3

I've got a block of text with some sections that are clearly delineated by four-space indentation:

PERCHANCE he for whom this bell tolls may be so ill, as that he knows not it
tolls for him; and perchance I may think myself so much better than I am, as
that they who are about me, and see my state, may have caused it to toll for me,
and I know not that. 

    The church is Catholic, universal, so are all her actions; all that she does
    belongs to all.
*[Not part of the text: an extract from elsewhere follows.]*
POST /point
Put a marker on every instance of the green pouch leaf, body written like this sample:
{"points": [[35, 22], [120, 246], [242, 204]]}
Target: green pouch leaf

When she baptizes a child, that action concerns me; for that
    child is thereby connected to that body which is my head too, and ingrafted into
    that body whereof I am a member.

And when she buries a man, that action concerns me: all mankind is of one
author, and is one volume; when one man dies, one chapter is not torn out of the
book, but translated into a better language; and every chapter must be so
translated; God employs several translators; some pieces are translated by age,
some by sickness, some by war, some by justice; but God's hand is in every
translation, and his hand shall bind up all our scattered leaves again for that
library where every book shall lie open to one another.

    As therefore the bell that rings to a sermon calls not upon the preacher only,
    but upon the congregation to come, so this bell calls us all; but how much more
    me, who am brought so near the door by this sickness.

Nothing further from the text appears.